The gas is in an area where thousands of homes and factories have been submerged by hot mud since a mud volcano first started to erupt in May 2006, forcing about 15,000 people to abandon their homes.
"Every two or three days, people find gas flares, big and small," said Rahmat Sudirman, a resident in Mindi village, where a canal of mud passes on its way to the Porong river.
"In this village you could be burnt anytime unless we are relocated," added Sudirman.

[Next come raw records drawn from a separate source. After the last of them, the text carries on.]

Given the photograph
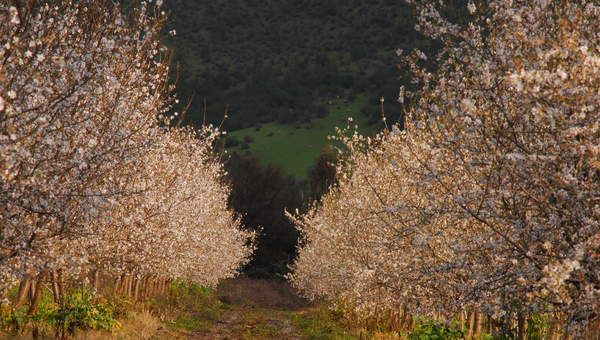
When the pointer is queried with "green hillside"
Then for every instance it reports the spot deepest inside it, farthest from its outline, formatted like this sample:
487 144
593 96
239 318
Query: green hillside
296 146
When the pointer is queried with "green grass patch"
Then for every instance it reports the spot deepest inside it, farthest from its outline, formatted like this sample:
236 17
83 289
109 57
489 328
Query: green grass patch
296 146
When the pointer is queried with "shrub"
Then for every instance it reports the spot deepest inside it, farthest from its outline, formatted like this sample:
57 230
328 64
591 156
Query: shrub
432 330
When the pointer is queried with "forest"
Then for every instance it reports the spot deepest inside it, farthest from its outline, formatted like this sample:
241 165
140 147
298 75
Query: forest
137 200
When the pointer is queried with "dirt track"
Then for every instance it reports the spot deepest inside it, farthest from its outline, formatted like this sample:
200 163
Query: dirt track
261 310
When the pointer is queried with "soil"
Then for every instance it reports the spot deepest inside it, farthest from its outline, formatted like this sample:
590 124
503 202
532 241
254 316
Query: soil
260 309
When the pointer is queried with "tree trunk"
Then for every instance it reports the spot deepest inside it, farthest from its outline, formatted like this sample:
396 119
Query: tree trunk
55 288
471 325
479 325
24 287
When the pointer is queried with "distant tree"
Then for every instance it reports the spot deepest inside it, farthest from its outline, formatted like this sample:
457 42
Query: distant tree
321 175
261 194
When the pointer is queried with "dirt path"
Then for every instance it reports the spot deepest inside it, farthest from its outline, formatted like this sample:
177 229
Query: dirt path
257 309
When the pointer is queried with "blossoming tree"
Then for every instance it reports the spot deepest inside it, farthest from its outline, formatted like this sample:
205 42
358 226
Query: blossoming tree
90 174
492 199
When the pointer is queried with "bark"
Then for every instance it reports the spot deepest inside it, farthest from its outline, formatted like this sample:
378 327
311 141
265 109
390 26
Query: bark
24 287
471 326
479 324
37 290
55 288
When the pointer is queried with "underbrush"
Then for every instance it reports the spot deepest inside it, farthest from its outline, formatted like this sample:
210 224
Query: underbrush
82 316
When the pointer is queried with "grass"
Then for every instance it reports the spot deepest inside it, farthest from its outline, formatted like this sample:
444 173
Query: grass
320 323
295 147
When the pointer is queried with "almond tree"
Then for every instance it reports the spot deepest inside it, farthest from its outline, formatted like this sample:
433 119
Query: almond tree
496 202
86 149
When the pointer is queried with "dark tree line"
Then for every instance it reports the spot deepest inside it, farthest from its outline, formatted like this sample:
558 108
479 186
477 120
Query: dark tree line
262 194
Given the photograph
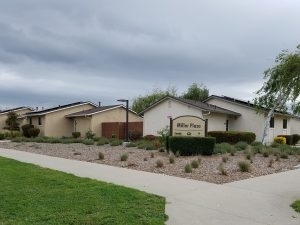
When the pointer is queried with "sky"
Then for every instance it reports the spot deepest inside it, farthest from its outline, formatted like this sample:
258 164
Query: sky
56 52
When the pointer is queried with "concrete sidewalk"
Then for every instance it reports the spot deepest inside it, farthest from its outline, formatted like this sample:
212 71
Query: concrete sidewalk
258 201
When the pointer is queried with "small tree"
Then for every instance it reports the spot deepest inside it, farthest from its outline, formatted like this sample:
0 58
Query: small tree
282 87
196 92
142 102
12 122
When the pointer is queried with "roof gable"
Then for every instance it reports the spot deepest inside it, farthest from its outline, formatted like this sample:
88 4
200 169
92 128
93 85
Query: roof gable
97 110
58 108
15 109
197 104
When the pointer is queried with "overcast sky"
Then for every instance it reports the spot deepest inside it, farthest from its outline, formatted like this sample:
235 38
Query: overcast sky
62 51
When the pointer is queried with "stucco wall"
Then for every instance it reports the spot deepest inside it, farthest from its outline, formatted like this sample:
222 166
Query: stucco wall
216 121
113 115
3 118
158 117
295 126
56 125
251 121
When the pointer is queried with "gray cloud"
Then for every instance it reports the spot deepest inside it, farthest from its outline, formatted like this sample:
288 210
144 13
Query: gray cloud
100 50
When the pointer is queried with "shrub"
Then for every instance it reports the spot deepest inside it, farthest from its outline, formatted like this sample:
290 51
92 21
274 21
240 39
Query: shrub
124 157
33 132
25 130
224 159
149 137
159 163
280 140
195 164
232 137
131 145
296 138
88 142
192 145
76 134
222 170
288 139
241 145
222 148
244 166
115 142
100 155
134 135
188 168
89 134
101 142
171 158
256 143
271 162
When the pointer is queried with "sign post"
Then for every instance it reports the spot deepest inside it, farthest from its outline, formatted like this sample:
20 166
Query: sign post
188 126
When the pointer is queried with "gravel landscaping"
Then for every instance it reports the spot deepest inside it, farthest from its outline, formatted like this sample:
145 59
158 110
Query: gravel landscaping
220 168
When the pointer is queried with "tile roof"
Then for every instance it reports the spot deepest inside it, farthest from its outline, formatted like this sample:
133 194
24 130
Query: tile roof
57 108
197 104
246 104
14 109
93 111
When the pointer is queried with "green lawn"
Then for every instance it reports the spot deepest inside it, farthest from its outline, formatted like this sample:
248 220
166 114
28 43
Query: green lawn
296 206
33 195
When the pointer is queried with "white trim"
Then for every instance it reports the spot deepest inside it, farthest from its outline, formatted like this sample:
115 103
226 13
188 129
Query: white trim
14 110
52 111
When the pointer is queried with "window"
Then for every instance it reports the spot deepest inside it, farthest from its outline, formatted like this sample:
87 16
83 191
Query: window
284 125
272 122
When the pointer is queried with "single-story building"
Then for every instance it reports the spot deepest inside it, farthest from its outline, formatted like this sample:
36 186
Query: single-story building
157 116
93 119
20 111
250 120
223 114
52 121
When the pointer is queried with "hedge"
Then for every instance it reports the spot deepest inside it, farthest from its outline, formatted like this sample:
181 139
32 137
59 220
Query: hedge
192 145
232 137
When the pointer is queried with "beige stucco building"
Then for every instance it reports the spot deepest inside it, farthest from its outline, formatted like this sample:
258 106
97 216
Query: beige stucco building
92 119
20 112
222 113
250 120
53 123
158 115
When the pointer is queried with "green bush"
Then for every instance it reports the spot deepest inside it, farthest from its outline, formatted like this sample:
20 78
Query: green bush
241 145
124 157
25 130
195 164
188 168
33 132
232 137
89 134
134 135
296 138
244 166
115 142
159 163
192 145
88 142
76 134
2 136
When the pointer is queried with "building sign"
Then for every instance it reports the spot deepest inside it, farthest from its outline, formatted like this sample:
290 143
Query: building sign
188 126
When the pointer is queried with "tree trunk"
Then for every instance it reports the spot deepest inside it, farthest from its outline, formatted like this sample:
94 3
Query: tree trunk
280 102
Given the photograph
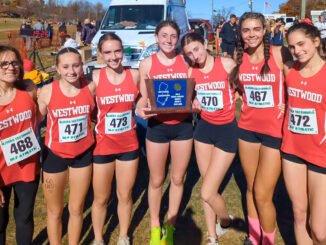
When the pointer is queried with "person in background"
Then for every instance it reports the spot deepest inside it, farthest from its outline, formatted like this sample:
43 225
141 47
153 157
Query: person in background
227 35
88 32
321 26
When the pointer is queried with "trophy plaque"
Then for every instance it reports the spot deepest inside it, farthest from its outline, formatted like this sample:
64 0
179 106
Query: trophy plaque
170 95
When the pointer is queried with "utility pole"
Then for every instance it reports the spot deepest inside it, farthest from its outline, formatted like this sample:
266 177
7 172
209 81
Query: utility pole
303 9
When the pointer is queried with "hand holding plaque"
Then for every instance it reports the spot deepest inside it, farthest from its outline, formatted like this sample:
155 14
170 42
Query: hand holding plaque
170 95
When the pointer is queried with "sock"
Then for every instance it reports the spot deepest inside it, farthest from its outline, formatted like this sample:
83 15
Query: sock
268 238
254 230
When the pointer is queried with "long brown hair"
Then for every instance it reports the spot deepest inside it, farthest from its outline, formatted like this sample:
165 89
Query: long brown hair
234 75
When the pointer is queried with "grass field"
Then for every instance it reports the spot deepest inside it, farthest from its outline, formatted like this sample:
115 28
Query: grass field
190 225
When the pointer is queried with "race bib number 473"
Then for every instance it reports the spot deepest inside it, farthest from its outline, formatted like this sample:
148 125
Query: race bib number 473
211 100
72 129
116 123
259 96
303 121
20 146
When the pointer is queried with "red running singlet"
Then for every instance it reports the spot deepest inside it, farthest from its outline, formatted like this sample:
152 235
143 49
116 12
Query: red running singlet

Another villager demonstrated the gas was inflammable by setting alight a leak causing a 20 cm (8 inch) high flame.
Some scientists say the mudflow in Sidoarjo regency, near the country's second biggest city, Surabaya, was caused by a gas drilling operation by PT Lapindo Brantas
Lapindo and PT Energi Mega Persada Tbk, which has a stake in Lapindo, dispute that the disaster, which started two days after a massive earthquake in Central Java, was caused by drilling.
Sudirman said that villagers marked the spot of new gas leaks by planting a piece of pipe to try and prevent people from setting the flares alight.
Ahmad Zulkarnaen, a spokesman for the government body managing the mudflow, said he was aware of the flaring gas, but that Mindi was not a village eligible under a government decree for compensation to pay for an evacuation.
"There are small scale gas eruptions, while the bigger ones have been marked by a police line," said the official, who said that the gas had been examined by FERGACO, a company contracted by Lapindo to monitor the air quality in the area.
The government ordered energy group Lapindo, which many people blame for the mud disaster, to pay 3.8 trillion rupiah ($418.5 million) in compensation to the victims and to cover the damage.
Authorities also said last week that an additional 700 billion rupiah would be set aside to compensate 10,000 more people in three more villages threatened by the mud volcano.